In 2006, Pluto ceased to be a planet. It was degraded by the International Astronomical Union to dwarf planet. But an asteroid called Ceres was "promoted." Did it help us learn more about the solar system?
Talk about being on the outer. Pluto. It was the last planet to be discovered and only because it was thought a ninth planet had to exist to explain some odd happenings around Uranus and Neptune. That was in 1930. And Clyde Tombaugh was the lucky astronomer.
It turns out Tombaugh was very lucky, indeed. Those odd happenings only appeared to be odd because scientists had yet to determine the correct mass of Neptune. But he was looking in the right spot and found Pluto. And it was more or less assumed Pluto had to be a planet because no other objects were known to exist at that distance from the sun.
But people did often wonder about its planetary status. Then about 60 years later, with the discovery of the Kuiper belt, things started to go pear-shaped for poor old Pluto.
"In 1992, when a second object was observed at [a similar] distance, and then many more, Pluto was no longer seen as something special that made it a planet," says Dr.
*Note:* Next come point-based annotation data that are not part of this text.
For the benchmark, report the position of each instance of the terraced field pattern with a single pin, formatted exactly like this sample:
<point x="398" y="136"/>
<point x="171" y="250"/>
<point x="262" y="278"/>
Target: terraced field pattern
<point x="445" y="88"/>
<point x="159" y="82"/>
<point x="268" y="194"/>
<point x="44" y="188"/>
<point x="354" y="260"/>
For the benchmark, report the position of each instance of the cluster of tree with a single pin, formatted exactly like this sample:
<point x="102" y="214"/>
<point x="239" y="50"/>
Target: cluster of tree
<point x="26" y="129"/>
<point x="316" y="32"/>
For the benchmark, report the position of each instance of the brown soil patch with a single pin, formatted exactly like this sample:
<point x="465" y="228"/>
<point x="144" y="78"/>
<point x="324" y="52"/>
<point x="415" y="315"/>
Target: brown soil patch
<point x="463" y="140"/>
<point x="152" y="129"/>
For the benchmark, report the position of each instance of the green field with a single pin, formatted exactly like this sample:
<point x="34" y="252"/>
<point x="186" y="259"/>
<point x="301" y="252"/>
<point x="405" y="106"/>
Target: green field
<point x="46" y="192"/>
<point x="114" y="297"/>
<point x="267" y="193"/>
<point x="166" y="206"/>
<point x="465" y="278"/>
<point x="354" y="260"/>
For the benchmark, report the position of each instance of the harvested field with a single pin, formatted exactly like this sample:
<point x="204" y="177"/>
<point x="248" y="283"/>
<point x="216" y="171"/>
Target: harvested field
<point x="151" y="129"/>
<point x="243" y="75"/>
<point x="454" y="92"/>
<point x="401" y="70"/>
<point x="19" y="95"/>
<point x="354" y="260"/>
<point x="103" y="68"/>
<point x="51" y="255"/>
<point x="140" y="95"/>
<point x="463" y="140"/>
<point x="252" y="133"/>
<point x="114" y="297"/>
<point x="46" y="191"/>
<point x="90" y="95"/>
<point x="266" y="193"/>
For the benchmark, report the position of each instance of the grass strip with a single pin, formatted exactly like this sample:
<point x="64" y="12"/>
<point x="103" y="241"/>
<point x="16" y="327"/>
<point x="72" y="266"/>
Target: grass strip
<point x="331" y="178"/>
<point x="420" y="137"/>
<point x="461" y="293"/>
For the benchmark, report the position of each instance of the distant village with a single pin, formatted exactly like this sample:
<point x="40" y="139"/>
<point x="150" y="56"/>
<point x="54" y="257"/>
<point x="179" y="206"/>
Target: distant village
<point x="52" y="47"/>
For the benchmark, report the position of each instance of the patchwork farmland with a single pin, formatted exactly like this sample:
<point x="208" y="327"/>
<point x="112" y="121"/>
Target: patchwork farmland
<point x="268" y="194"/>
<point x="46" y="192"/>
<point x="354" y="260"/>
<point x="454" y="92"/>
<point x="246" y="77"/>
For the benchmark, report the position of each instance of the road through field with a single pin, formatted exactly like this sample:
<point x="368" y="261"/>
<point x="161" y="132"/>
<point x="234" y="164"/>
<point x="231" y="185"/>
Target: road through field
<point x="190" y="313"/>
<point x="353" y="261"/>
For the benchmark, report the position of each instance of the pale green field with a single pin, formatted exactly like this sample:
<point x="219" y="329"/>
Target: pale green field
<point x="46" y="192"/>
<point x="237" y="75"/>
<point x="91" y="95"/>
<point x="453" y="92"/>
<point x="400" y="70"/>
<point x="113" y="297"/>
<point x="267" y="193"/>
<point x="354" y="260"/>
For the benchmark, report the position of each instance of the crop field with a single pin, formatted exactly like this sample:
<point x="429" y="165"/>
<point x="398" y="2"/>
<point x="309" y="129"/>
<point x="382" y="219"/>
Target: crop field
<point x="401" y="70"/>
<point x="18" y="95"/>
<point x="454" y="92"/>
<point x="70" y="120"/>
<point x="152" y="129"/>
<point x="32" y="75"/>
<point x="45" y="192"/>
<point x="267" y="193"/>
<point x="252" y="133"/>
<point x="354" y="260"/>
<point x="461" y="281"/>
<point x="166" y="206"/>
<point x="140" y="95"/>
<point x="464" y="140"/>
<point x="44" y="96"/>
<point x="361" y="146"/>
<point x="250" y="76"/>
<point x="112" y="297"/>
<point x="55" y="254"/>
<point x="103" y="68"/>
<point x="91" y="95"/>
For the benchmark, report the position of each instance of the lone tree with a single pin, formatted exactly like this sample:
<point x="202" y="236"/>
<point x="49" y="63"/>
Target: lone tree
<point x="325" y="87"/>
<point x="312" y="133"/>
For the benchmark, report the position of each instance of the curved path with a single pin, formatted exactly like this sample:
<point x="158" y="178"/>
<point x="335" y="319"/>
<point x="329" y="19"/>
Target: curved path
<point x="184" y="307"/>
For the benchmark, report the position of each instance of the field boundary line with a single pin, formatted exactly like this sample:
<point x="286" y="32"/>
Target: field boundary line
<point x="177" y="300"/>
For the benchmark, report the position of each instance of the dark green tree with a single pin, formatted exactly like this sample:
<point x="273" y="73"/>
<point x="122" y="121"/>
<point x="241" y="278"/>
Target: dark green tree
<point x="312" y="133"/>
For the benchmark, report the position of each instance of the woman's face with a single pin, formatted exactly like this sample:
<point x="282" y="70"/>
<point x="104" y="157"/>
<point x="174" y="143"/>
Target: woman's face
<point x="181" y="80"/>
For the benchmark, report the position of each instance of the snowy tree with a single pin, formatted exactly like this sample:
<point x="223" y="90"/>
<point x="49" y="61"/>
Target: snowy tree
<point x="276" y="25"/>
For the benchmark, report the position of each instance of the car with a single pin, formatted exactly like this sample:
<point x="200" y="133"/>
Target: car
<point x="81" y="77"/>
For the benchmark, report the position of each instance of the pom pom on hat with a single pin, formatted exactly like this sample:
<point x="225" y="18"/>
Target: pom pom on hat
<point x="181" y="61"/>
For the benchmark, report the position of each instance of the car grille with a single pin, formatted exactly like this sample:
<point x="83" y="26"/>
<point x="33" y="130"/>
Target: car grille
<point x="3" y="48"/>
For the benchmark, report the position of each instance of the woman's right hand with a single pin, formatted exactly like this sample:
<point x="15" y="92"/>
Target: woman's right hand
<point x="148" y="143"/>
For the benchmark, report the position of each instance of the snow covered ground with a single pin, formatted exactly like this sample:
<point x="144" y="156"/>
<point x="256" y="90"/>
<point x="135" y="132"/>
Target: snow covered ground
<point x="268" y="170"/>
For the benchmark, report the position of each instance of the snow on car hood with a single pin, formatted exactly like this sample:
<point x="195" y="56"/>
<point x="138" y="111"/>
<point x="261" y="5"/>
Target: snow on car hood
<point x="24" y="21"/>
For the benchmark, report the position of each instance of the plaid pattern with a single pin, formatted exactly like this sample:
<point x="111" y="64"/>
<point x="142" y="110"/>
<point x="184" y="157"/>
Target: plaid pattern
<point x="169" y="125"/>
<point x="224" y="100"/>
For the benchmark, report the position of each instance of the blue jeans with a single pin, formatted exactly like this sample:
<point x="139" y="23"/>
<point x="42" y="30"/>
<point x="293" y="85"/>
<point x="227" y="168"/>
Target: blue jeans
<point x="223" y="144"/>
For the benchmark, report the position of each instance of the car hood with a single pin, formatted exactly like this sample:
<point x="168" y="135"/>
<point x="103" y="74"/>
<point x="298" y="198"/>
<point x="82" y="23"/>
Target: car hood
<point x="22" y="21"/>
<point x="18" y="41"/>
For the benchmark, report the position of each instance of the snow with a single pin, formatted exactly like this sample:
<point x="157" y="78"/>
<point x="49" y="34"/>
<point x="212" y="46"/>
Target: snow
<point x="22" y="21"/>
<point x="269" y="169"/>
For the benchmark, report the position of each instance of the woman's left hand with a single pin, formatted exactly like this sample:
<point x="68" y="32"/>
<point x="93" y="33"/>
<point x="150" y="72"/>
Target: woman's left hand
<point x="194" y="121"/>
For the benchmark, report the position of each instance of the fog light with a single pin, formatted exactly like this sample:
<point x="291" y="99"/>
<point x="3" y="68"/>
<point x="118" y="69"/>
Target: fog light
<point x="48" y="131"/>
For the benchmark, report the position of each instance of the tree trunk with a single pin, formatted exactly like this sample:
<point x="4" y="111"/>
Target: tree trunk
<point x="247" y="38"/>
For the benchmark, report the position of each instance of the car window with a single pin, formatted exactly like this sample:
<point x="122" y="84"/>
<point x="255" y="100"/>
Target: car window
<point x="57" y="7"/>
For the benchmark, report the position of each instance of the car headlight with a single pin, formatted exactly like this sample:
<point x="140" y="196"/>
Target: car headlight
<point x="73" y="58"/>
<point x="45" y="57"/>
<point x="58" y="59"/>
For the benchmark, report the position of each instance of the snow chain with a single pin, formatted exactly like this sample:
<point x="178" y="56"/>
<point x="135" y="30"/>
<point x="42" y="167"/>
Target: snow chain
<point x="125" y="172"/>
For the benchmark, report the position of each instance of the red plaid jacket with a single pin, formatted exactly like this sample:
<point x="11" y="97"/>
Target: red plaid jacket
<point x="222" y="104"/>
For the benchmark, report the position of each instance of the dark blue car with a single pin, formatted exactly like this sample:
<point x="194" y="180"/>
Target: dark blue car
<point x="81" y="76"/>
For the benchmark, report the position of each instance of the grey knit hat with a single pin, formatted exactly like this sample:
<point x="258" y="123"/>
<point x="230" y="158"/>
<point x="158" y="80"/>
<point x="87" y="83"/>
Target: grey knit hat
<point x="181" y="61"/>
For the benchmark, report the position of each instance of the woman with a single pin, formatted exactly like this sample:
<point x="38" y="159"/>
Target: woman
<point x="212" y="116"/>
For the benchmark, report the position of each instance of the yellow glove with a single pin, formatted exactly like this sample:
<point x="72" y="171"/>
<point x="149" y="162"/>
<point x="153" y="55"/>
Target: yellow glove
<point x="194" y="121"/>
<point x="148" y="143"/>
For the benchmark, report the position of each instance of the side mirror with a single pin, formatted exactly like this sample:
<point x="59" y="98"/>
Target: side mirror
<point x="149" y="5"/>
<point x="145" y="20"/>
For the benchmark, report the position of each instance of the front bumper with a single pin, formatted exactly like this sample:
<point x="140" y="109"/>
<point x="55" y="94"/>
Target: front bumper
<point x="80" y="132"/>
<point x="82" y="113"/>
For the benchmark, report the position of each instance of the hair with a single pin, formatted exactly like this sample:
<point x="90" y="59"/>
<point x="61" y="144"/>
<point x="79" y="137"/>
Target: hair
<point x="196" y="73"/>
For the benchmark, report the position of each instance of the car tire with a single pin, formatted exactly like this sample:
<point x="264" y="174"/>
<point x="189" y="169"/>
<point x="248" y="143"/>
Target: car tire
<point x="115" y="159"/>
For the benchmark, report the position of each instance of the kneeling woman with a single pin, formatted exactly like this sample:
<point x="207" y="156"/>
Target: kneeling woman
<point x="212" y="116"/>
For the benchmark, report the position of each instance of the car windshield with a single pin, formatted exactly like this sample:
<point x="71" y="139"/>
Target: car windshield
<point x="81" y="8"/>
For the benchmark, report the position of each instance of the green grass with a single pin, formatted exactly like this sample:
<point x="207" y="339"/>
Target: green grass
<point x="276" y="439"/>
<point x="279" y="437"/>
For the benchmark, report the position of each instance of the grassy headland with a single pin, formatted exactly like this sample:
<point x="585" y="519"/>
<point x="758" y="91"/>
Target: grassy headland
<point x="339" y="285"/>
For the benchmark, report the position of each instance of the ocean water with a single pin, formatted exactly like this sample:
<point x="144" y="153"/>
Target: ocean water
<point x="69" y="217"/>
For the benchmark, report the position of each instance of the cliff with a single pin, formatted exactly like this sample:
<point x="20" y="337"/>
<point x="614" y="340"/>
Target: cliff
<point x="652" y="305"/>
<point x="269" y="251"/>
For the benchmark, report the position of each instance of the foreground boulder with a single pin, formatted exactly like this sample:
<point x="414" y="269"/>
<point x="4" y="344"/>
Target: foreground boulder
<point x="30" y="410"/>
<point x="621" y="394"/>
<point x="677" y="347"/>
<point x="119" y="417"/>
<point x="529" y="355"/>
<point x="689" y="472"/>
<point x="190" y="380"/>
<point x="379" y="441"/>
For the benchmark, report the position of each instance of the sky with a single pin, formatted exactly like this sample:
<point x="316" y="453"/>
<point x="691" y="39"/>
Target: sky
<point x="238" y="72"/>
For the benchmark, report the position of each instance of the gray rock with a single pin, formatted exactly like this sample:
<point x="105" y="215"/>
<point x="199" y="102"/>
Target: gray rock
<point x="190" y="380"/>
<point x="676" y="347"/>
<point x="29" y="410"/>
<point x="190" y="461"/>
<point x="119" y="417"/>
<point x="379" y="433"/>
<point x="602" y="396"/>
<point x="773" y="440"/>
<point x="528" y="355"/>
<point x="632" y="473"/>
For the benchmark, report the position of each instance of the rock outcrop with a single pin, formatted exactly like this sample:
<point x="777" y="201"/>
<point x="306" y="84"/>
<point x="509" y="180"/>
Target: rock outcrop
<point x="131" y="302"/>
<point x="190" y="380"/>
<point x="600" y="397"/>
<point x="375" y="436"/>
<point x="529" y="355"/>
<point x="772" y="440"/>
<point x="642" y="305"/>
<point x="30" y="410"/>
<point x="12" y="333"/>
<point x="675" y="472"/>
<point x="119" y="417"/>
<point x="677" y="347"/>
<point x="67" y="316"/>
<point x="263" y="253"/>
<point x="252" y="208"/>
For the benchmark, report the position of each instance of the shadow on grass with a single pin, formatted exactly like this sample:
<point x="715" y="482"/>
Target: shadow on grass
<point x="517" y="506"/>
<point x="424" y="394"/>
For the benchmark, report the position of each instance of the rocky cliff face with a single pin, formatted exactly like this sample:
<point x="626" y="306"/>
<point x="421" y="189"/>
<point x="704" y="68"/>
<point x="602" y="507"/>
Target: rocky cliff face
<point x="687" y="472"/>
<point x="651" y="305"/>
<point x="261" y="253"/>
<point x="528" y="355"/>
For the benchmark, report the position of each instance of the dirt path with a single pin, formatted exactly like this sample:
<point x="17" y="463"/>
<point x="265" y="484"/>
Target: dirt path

Hermann Böhnhardt at the Max Planck Institute for Solar System Research.
The discovery of the Kuiper belt really was the death knell for Planet Pluto. The Kuiper belt is home to thousands of objects, and some are larger than Pluto.
"There were a number of objects observed to be the same size as Pluto and that resulted in this discussion about whether Pluto can be a planet or not, and if it's the ninth one do we keep counting to 100?!" says Dr Ralf Jaumann at the Institute for Planetary Research at the German Aerospace Center. "So we needed to really think about what makes a planet and what is a dwarf planet."
Out of that came a decision from the International Astronomical Union (IAU) to degrade Pluto to the status of dwarf planet. Pluto was just narrowly spared an ignominious fate as an asteroid - no offense intended, of course, to any asteroids, some of whom moved up the greasy pole.
"Ceres [once an asteroid] and Eris, another object in the Kuiper belt beyond Pluto, fulfilled the criteria and were, if you will, promoted," says Böhnhardt. "But from a scientific point of view - for me and many colleagues - this reclassification made no difference, because Pluto was no longer considered a planet since the discovery of the Kuiper belt."
Essentially, though, the IAU's criteria for dwarf planets says the shape of the object is dominated by hydrostatic forces, making them "nearly round."
So what was the point?
These small objects may be small but they loom large in the evolution of our solar system. They are described as "primitive" objects because they have undergone the least change - for instance through collisions with other objects - since the formation of the planetary system. And because planets essentially consist of such small objects, and the materials that derive from them, small objects can tell us a lot about the larger planets, such as Earth.
And what is there to learn about Earth? Well, for one, we don't even know where all the water came from.
So did Pluto's reclassification as a dwarf planet - a small object - redirect science priorities and inspire new research in this area? Not quite.
"There is more research in this area but not as a result of Pluto's reclassification," says Jaumann. "There is more research because we have better telescopes now and better spacecraft for investigating smaller bodies."
An old dawn
One such spacecraft is Dawn. The Dawn mission is headed by NASA. It is currently investigating Ceres, and before that it visited Vesta, an asteroid.
Researchers hope Dawn will let them pop back to the first few millions of years after the planets were formed. The most recent data about Ceres' gravity has even allowed them to look inside the dwarf planet.
However, the mission was not spawned by the new dwarf planets. Although it had been canceled and reinstated a few times, Dawn was first up for consideration in 2001.
"So it was not triggered by the renaming of Pluto. The trigger was we are able to do it now," says Jaumann.
Similarly, the New Horizons mission to Pluto launched in January 2006 - eight months before the IAU's decision to reclassify the small object.
Its encounter with Pluto ended in January of this year. But it's not over yet. There are still hoards of New Horizons data to sift through. And let's not forget, Pluto is in the Kuiper belt, an area vastly unknown.
Scientists say there could be several hundred thousand objects bigger than 30 kilometers (20 miles) across, and we have yet to find them, these primitive things from the beginnings of our planetary system. There will be future missions.
You have a "spectrum of bodies" in our planetary system from "small dust grains to gravel-sized objects," says Böhnhardt, and then you have these small objects of a few meters, kilometers or a few thousand kilometers, and a few number of planets.
"But they are the outcome of the same process and that's how I see them," he says.
"We've visited all the planets with space missions now, and you can get a first glimpse of planetary properties around other stars from Earth-based observations, so [probing small objects] will hopefully give us a complete picture of how things are and how things have evolved. But we're not there yet, we still can't explain planetary formation," says Böhnhardt.
So then what of the tenth anniversary of the IAU's degrading of Pluto, and classification of dwarf planets? Was it any use?
"It's been useful," says Böhnhardt, "and it is used a lot. The classification of the dwarf planet is less specific than the one for a planet, so the IAU could have given this a bit more emphasis, but it is like it is for the moment."